Patients and methods
Imaging data from 100 patients with RCC confirmed by pathology Affiliated Hospital of Gansu University of Chinese Medicine, (Lanzhou, China) from March 2018 to March 2021 were retrospectively analyzed. The inclusion criteria were patients with pathologically proven RCC. The exclusion criteria: All patients with renal cancer diagnosed and treated by drugs or surgery. The patients were assigned to two groups according to RCC subtype (ccRCC and non-ccRCC). The ccRCC group consisted of 68 cases (42 males and 26 females) with a tumor size range of 0.6–5.4 cm, median tumor size of 3.4 cm, and the following tumor stages: Grade 1 in 15 cases, grade 2 in 32 cases, grade 3 in 11 cases and grade 4 in 10 cases. staging and typing criteria: the pathological staging of renal cell carcinoma shall refer to the American Joint Cancer Commission The TNM staging system and pathological classification of renal cell carcinoma refer to the classification standard formulated by the World Health Organization (9,10).
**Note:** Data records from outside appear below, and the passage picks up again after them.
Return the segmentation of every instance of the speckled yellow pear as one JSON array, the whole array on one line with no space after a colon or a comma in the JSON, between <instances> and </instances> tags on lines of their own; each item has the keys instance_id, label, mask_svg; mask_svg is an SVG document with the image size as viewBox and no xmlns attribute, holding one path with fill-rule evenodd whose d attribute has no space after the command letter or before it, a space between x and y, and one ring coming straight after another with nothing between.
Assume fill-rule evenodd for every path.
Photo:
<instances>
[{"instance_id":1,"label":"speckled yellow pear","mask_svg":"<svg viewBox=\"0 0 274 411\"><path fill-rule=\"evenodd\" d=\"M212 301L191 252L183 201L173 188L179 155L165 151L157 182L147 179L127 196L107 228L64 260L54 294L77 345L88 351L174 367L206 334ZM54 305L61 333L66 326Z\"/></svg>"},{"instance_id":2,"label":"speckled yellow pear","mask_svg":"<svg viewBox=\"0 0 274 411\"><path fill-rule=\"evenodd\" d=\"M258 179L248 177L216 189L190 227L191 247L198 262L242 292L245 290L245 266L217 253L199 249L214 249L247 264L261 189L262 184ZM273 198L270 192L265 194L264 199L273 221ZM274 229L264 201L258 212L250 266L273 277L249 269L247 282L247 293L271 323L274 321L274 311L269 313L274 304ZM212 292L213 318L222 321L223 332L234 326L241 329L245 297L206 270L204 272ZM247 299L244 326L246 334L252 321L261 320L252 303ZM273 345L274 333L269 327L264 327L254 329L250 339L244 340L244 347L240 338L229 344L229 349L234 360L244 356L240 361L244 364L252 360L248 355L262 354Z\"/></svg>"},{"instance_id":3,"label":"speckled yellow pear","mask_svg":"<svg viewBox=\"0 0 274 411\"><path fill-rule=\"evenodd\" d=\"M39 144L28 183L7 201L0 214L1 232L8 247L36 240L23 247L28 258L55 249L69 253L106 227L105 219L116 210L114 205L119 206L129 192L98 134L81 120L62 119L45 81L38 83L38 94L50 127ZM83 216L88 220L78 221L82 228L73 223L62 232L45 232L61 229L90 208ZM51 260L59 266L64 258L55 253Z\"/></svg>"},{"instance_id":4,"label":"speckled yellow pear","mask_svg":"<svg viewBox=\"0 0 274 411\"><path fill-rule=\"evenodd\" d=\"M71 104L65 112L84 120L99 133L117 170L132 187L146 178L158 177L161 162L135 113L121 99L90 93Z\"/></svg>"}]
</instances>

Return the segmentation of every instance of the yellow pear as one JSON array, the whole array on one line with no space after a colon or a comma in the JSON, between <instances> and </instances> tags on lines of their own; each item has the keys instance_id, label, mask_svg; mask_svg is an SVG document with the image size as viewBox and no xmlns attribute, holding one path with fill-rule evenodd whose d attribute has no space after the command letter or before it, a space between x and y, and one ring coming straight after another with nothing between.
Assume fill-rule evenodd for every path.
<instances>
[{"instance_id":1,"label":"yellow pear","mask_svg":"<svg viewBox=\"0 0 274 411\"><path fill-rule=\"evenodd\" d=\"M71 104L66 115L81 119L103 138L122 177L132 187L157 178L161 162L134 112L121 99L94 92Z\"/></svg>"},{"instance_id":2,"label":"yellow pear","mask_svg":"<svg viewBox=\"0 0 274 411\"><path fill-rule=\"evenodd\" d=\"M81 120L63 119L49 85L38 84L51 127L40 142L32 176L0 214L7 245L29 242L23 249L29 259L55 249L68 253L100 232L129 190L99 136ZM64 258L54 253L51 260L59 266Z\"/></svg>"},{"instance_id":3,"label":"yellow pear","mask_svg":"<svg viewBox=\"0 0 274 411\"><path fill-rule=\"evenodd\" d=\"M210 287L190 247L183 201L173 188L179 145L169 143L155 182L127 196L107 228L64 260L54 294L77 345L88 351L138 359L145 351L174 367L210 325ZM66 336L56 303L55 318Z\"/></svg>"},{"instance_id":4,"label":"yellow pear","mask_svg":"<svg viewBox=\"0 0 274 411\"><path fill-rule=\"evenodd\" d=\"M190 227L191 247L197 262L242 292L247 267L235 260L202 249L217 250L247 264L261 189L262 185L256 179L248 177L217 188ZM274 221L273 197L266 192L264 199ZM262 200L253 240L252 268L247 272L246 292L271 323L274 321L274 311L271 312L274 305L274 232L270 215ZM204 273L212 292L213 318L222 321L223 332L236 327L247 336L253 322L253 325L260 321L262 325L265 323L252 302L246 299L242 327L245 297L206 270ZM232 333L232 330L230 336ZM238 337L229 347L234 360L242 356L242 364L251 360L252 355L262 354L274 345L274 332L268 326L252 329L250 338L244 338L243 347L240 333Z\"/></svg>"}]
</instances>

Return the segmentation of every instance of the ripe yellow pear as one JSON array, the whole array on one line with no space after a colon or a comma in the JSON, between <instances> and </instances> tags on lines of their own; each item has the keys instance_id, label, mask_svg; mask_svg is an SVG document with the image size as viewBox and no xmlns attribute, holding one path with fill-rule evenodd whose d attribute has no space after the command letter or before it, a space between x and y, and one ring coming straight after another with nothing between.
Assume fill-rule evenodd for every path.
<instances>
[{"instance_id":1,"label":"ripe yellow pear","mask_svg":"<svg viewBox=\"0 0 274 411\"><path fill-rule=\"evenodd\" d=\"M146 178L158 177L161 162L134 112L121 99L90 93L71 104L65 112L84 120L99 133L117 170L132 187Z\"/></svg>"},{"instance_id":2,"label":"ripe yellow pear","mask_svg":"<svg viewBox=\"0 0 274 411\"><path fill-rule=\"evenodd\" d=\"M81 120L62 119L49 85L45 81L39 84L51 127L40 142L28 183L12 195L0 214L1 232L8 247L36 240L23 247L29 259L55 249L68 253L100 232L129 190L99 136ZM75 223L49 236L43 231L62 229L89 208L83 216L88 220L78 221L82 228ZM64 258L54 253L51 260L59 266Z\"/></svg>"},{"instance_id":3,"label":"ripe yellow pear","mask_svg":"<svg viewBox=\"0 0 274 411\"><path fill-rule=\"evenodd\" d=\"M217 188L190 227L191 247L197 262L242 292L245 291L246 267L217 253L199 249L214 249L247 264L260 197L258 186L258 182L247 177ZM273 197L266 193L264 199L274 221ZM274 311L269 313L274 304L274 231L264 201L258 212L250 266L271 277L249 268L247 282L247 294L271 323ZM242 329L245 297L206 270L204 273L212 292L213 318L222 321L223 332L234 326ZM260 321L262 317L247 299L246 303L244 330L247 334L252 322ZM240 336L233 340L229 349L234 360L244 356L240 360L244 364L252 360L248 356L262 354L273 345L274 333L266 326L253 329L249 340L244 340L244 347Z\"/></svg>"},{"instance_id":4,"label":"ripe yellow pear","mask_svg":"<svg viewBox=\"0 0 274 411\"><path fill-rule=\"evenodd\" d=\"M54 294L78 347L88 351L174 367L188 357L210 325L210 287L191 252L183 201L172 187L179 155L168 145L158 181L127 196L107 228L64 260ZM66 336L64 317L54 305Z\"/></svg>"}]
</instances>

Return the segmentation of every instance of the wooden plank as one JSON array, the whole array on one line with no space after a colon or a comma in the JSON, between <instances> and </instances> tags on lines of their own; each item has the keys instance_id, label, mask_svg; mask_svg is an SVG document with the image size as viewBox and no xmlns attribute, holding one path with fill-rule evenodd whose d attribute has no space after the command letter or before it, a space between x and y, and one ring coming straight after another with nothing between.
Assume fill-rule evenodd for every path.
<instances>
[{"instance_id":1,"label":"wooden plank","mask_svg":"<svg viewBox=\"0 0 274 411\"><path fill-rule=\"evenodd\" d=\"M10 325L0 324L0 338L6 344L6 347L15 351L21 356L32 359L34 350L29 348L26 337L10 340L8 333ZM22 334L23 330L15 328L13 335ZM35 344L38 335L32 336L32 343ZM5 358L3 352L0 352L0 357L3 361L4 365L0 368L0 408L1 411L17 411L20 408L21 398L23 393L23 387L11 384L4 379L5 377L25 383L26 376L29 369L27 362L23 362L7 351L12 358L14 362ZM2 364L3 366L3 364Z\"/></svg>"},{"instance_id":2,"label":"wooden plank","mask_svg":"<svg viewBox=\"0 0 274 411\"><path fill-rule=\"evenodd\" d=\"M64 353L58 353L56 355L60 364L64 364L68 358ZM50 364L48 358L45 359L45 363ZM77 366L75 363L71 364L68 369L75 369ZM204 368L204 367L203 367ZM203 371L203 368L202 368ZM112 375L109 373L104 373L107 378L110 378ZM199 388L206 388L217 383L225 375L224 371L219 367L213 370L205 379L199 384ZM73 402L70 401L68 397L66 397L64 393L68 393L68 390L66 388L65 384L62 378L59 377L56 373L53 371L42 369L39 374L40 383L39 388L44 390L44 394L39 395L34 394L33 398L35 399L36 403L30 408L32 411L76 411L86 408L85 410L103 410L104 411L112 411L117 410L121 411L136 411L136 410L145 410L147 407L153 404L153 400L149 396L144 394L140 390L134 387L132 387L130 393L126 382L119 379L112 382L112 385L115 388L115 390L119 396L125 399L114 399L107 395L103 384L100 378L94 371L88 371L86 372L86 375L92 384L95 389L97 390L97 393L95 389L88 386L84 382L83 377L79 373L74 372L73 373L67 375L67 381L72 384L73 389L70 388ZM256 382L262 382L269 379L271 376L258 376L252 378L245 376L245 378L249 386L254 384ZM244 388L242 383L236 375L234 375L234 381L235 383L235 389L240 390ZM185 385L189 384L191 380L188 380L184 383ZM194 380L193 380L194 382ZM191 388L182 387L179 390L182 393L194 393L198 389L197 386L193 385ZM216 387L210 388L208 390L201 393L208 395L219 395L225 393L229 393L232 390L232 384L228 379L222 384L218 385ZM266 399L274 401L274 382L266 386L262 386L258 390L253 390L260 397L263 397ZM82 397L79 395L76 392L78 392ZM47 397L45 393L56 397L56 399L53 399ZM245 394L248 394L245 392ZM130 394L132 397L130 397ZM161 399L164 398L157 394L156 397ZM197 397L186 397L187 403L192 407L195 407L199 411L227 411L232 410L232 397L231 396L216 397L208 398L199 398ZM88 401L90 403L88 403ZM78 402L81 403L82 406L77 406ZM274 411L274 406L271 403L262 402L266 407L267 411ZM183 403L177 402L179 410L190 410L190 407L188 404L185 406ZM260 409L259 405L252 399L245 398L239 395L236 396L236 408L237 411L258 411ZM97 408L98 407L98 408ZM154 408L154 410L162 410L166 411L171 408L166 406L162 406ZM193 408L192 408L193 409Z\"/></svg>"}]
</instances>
The age of the patients in the ccRCC group was 35–59 years with a median age of 52 years. The course of the disease ranged from 6 months to 2.5 years, with a median of 1.7 years. There were 32 cases in the non-ccRCC group (21 cases of chromophobe and 11 cases of papillary cell carcinoma), with a tumor size range of 2.4–6.5 cm, median tumor size of 4.4 cm and the following tumor stages: Grade 1 in 9 cases, grade 2 in 14 cases, grade 3 in 5 cases and grade 4 in 4 cases. Patients in the non-ccRCC group included 20 males and 12 females, aged 34–60 years, with a median age of 58 years. The course of the disease ranged from 5 months to 2 years, with a median of 1.5 years. Patient characteristics and tumor staging information are listed in Tables I and II, respectively. The study was approved [approval no. (2018)25] by the Affiliated Hospital of Gansu University of Chinese Medicine Ethics Committee. Written consent was obtained from all patients to participate.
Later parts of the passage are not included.